P. S. I also wanted to add that I hope to design the website so that you can download guides/lesson plans by year, by time period, by book and maybe even by individual subject. I'm not sure how this will look in the end, but I'm going to strive for a great deal of flexibility. This would allow you, essentially, to take a yearly plan or a family plan (by time period) and add and subtract books/subjects as needed, while still keeping in mind the larger goals set out by this curriculum.



Tuesday, December 2, 2014

It's time to say good-bye.

Okay, so I'm thinking that it's now time to say good-bye.

Thanks to all of you that offered me such kind comments. :)

Tuesday, November 4, 2014

November Update


  • In the previous post (below this post), I linked printable narration suggestion for Tales from Shakespeare as well as some additional resources. Tales from Shakespeare begins in Year Three with one story, continues into Years Four and Five with three stories each and is completed in Year Six.
  • I've also just recently added two more readings for The History of Art for Young People. These are located under Book Notes.
  • Today, I've added a printable and slightly adapted leaf schedule such as is suggested to use with The First Book of Botany by Eliza A. Youmans. This can be found under Year Four.
  • ETA (11-16): I've added another chapter to both The Book of the Ancient Romans and Age of Fable.

Tales from Shakespeare



I've been struggling with the idea of creating more formal Book Notes for Tales from Shakespeare or not over this past year. My younger daughter has begun this book, so a plan for what we will do with it is long overdue. :)

I've decided to have her draw from our narration box each time she finishes one of the chapters/stories in the book. This will offer her a variety of options and yet still make reading and narrating it more independent.

I compiled an assortment of narration suggestions and made them large. You can simply print the pages, cut up the strips and place them in a  jar or basket.
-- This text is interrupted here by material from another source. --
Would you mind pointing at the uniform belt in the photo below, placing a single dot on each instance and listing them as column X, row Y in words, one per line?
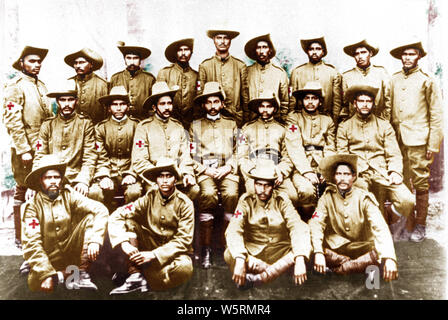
column 311, row 147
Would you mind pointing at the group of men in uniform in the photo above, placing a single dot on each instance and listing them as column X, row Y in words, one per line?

Have your student draw from the container after each reading and follow the instructions on each narration suggestion strip of paper.

I've also included the link for a set of paper dolls, which are very nice for acting out scenes as a form of narration and a PDF of coloring pages which can be used as coloring pages or can be used as images that can be colored and cut and used for posters, collages, etc.

ETA: I've had to remove this, because my account with Adobe expired.